Foto: Shutterstock.com / Das weitverbreitete Symbol der Anarchie

Anarchismus: Leben ohne Herrschaft

Drucken
Letztes Update am 22.10.2014, 14:30
Anarchisten lehnen jedes bürokratische und organisatorische System vollkommen ab.

Die meisten Politikwissenschaftler beschreiben den Anarchismus anhand von vier Merkmalen. Erstens lehnen Anarchisten jedes bürokratische und orgnisatorische System ab. Sie glauben, dass damit gesellschaftlicher, ökonomischer, politischer oder ideologischer Zwang ausgeübt wird. Viel mehr streben sie eine freiwillige Assoziation emanzipierter und mündiger Menschen an. 

Markante Merkmale des Anarchismus

  • Freiwillige Assoziation und Keinerlei Zwang
  • Mündigkeit bzw. Emanzipiertheit
  • Atheismus
  • Theorielosigkeit
  • Herrschaftsfreie Gesellschaft
  • Revolutionsbegriff und Befreiung der Menschen

Der Anarchismus ist also konsequent antiinstitutionell. Institutionen sind in den Augen der Anarchisten reine Instrumente der Machtausübung. Die Vertreter dieser politischen Richtung wenden diese Anschauung auch auf sich selbst an. Das heißt, sie lehnen festgefügte Organisationen ab, weil sie darin die Gefahr der Hierarchisierung wittern.

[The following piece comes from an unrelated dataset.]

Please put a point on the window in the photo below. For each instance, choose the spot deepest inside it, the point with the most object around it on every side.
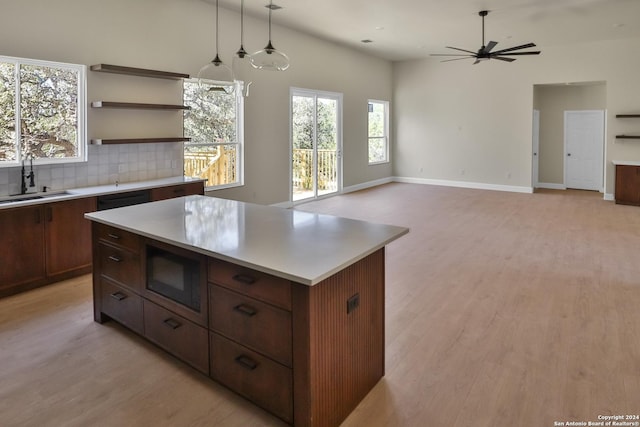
(42, 111)
(378, 120)
(215, 125)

Dieses zwanghafte Misstrauen ist allerdings einer der Gründe gewesen, warum anarchistischen Bewegungen in der Vergangenheit immer wieder gescheitert sind.

Zweitens sind im anarchistischen Verständnis Ideologien eine Form institutionalisierter und fest verankerten Herrschaftsverhältnisse, die dazu dienen, die Macht der Herrschenden zu stabilisieren. Ein weiteres Merkmal des Anarchismus ist sein Atheismus. Zudem lehnen Anarchisten jede Systematisierung ihrer Kritik an den bestehenden Gesellschaftsverhältnisse ab. Die Theorielosigkeit gehört zu ihren wichigsten Grundsätzen. 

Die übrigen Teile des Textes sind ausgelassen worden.